I have a quasi-binomial glm with two continuous explanatory variables (say, "LogPesticide" and "LogFood") and interaction. I would like to calculate the LC50 of a pesticide at confidence intervals in different amounts of food (for example, minimum and maximum nutritional values). How can this be achieved?

Example: first I create a dataset.

mydata <- data.frame( LogPesticide = rep(log(c(0, 0.1, 0.2, 0.4, 0.8, 1.6) + 0.05), 4), LogFood = rep(log(c(1, 2, 4, 8)), each = 6) ) set.seed(seed=16) growth <- function(x, a = 1, K = 1, r = 1) { # Logistic growth function. a = position of turning point Fx <- (K * exp(r * (x - a))) / (1 + exp(r * (x - a))) # K = carrying capacity return(Fx) # r = growth rate (larger r -> narrower curve) } y <- rep(NA, length = length(mydata$LogPesticide)) y[mydata$LogFood == log(1)] <- growth(x = mydata$LogPesticide[mydata$LogFood == log(1)], a = log(0.1), K = 1, r = 6) y[mydata$LogFood == log(2)] <- growth(x = mydata$LogPesticide[mydata$LogFood == log(2)], a = log(0.2), K = 1, r = 4) y[mydata$LogFood == log(4)] <- growth(x = mydata$LogPesticide[mydata$LogFood == log(4)], a = log(0.4), K = 1, r = 3) y[mydata$LogFood == log(8)] <- growth(x = mydata$LogPesticide[mydata$LogFood == log(8)], a = log(0.8), K = 1, r = 1) mydata$Dead <- rbinom(n = length(y), size = 20, prob = y) mydata$Alive <- 20 - mydata$Dead mydata$Mortality <- cbind(mydata$Dead, mydata$Alive)

Then I put the full glm.
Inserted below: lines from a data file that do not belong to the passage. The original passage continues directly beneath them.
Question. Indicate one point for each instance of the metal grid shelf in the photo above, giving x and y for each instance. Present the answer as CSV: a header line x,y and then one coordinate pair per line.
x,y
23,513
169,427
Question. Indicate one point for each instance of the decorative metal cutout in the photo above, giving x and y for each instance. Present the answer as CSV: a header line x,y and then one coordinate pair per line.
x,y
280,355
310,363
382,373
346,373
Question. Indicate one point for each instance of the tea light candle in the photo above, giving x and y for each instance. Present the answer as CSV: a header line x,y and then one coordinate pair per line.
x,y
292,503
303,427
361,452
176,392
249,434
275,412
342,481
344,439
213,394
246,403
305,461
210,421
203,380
Diagnostics of the model is in order, and all conditions of interaction are significant.

 model <- glm(Mortality ~ LogPesticide * LogFood, family = quasibinomial, data = mydata) plot(model) Anova(model) summary(model)
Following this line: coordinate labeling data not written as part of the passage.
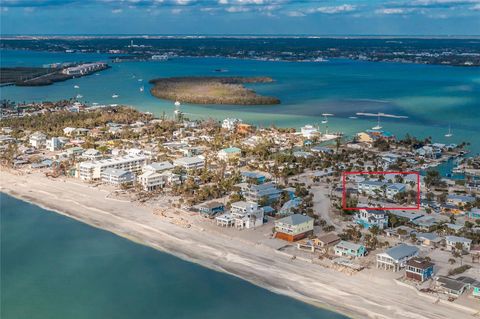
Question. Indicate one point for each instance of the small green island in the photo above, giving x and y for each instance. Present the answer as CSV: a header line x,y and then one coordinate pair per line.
x,y
211,90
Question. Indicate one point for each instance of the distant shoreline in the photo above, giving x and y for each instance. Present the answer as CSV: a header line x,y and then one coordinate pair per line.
x,y
356,296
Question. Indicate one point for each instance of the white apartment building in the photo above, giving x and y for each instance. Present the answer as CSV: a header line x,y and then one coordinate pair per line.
x,y
93,170
231,123
242,215
151,180
54,144
38,139
84,68
117,177
189,162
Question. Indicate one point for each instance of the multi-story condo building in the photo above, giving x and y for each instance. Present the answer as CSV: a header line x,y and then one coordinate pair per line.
x,y
396,257
231,123
93,170
255,193
242,215
293,227
38,139
189,162
368,218
117,177
373,188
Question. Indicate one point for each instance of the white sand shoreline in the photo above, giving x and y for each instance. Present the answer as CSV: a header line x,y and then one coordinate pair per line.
x,y
357,296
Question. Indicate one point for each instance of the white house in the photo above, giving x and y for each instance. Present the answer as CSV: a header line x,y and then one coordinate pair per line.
x,y
451,242
92,154
230,123
38,139
368,218
396,257
189,162
158,167
117,177
293,227
54,144
93,170
229,153
242,215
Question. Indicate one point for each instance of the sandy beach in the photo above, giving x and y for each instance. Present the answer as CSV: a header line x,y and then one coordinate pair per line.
x,y
360,296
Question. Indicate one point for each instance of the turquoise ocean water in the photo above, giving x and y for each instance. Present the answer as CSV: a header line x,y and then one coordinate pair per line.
x,y
433,97
55,267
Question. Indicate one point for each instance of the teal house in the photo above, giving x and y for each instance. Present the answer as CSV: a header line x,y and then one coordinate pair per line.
x,y
474,213
345,248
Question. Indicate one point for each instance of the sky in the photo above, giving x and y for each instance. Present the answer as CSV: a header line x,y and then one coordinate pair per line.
x,y
234,17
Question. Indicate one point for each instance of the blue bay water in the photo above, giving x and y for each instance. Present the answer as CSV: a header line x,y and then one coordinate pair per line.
x,y
433,97
55,267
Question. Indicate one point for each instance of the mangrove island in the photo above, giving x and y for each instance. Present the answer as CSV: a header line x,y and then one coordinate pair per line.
x,y
211,90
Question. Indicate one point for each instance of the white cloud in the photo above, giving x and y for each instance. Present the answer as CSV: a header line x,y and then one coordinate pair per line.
x,y
295,14
235,9
391,11
334,9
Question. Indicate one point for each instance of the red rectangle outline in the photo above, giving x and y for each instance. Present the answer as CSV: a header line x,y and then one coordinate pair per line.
x,y
344,190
I tried to evaluate LC50s with a dose of .p () from the MASS package. If LogFood was a factor, it would work when I fit the model again, as discussed in this post . But with two continuous explanatory variables, you get only 1 interception, 2 slopes and the difference of the slopes (for interaction).

I can evaluate LC50s with effect (), but don't know how to get the associated CI for LogPesticide.

 # Create a set of fitted values. library(effects) food.min <- round(min(model$model$LogFood), 3) food.max <- round(max(model$model$LogFood), 3) eff <- effect("LogPesticide:LogFood", model, xlevels = list(LogPesticide = seq(min(model$model$LogPesticide), max(model$model$LogPesticide), length = 100), LogFood = c(food.min, food.max))) eff2 <- as.data.frame(eff) # Find fitted values closest to 0.5 when LogFood is minimal and maximal. fit.min <- which.min(abs(eff2$fit[eff2$LogFood == food.min] - 0.5)) fit.min <- eff2$fit[eff2$LogFood == food.min][fit.min] fit.max <- which.min(abs(eff2$fit[eff2$LogFood == food.max] - 0.5)) fit.max <- eff2$fit[eff2$LogFood == food.max][fit.max] # Use those fitted values to predict the LC50s. lc50.min <- eff2$LogPesticide[eff2$fit == fit.min & eff2$LogFood == food.min] lc50.max <- eff2$LogPesticide[eff2$fit == fit.max & eff2$LogFood == food.max] # Plot the results. plot(fit ~ LogPesticide, data = eff2[eff2$LogFood == round(min(model$model$LogFood), 3),], type = "l") lines(fit ~ LogPesticide, data = eff2[eff2$LogFood == round(max(model$model$LogFood), 3),], col = "red") points(y = 0.5, x = lc50.min, pch = 19) points(y = 0.5, x = lc50.max, pch = 19, col = "red")

From the dose code .p () I see that you need to use the vcov matrix. effect () also provides the vcov matrix, but I could not change the dose of .p () to work correctly with this information. I would be grateful for any ideas!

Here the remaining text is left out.